Ce fut Catherine, cette fois, qui se chargea de la réponse, espérant qu'Arnaud n'avait pas fait de confidences imprudentes.

— Mon... frère était parti, jadis, implorer la guérison du mal dont il souffrait au tombeau d'un grand saint, révéré depuis toujours. Mais peut-être ne sais-tu pas ce que c'est qu'un saint ?

— Surveille ta langue agile si tu veux que je t'écoute avec patience, riposta Zobeïda. Tous les Maures connaissent le Boanerges, le Fils du Tonnerre, dont la foudre, un instant, les a terrassés 1.

— Donc, poursuivit Catherine imperturbable, mon frère est parti et, durant de longs mois, nous sommes demeurés sans nouvelles, à Montsalvy. Nous espérions toujours le voir revenir, mais jamais il ne revenait. C'est alors que j'ai décidé d'aller, à mon tour, prier au tombeau de celui que tu appelles le Fils du Tonnerre. J'espérais trouver, chemin faisant, des nouvelles de mon frère. J'en ai trouvé, en effet : un serviteur, enfui au moment où tu capturais Arnaud, m'a appris son sort. Je suis venue jusqu'ici pour retrouver celui que nous pleurions déjà...

— Je croyais que tu avais été prise par les corsaires et vendue à Almeria ?

— J'ai été vendue, en effet, mentit Catherine avec aplomb parce qu'elle ne voulait pas être obligée de mettre Abou-al-Khayr en cause, mais je n'ai pas été prise

1 Saint Jacques a reçu ce surnom après la bataille de Clavijo où, selon la légende, il chassa les Sarrasins.

par les pirates, mais bien aux frontières de ce royaume.

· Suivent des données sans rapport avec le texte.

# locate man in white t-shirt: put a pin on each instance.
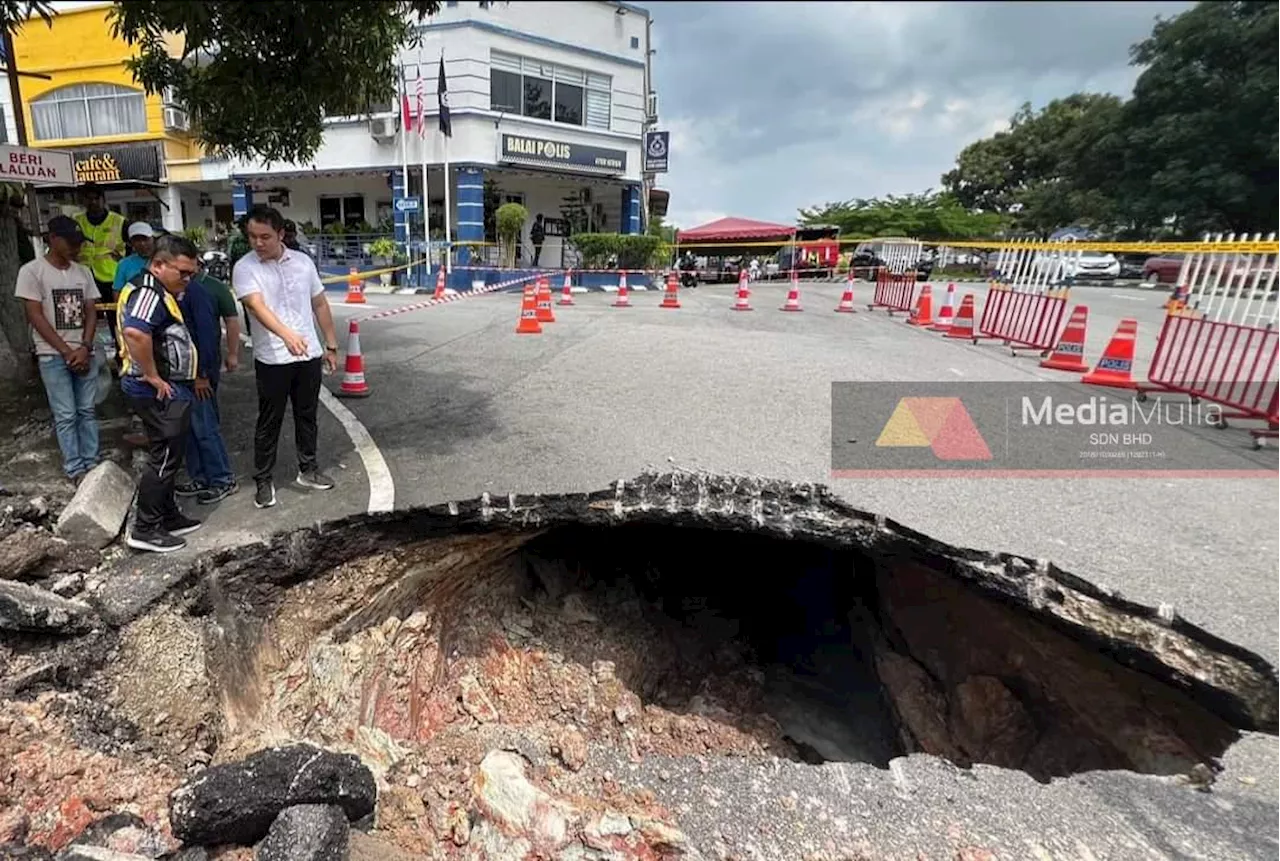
(58, 294)
(282, 289)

Je l'ai laissé croire pour ne pas être obligée de donner de trop longues explications à l'homme qui m'a achetée.

— Quelle touchante histoire ! remarqua Zobeïda sarcastique : une tendre sœur se lance sur les routes à la poursuite d'un frère bien-aimé.

Et, pour mieux l'atteindre, pousse le sacrifice jusqu'à entrer dans le lit du Calife de Grenade ! J'ajoute qu'elle y réussit au point de devenir la favorite en titre, la bien-aimée du maître, la précieuse perle du harem, la...

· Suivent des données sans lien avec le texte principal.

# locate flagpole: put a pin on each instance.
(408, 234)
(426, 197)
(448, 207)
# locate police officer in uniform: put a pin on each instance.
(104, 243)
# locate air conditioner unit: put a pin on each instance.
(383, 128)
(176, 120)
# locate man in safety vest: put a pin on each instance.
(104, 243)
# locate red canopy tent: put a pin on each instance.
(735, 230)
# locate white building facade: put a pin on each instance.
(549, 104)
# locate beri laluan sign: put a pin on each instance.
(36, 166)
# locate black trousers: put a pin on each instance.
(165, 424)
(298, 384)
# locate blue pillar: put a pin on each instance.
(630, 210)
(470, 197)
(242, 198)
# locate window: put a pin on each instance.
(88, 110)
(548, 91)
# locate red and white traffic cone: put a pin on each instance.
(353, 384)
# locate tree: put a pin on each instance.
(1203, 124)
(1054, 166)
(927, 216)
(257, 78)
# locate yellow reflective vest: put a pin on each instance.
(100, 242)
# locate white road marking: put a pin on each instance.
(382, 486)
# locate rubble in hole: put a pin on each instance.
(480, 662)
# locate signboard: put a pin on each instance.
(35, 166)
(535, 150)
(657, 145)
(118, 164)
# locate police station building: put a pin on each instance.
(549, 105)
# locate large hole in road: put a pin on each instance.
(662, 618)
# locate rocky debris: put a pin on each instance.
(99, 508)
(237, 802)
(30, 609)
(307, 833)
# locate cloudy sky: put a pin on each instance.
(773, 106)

— Tais-toi ! coupa brutalement Arnaud qui avait blêmi à mesure que parlait Zobeïda.

Tout à l'heure, quand, pour la première fois, la Mauresque avait mentionné le choix du Calife, Arnaud, encore sous le coup de la surprise et de la joie, n'avait pas autrement prêté attention au sens des paroles prononcées. Mais, cette fois, il venait de réaliser pleinement ce qu'elles signifiaient et Catherine put voir, avec angoisse, la colère faire place à la joie sur le visage de son époux. Il se tournait maintenant vers elle.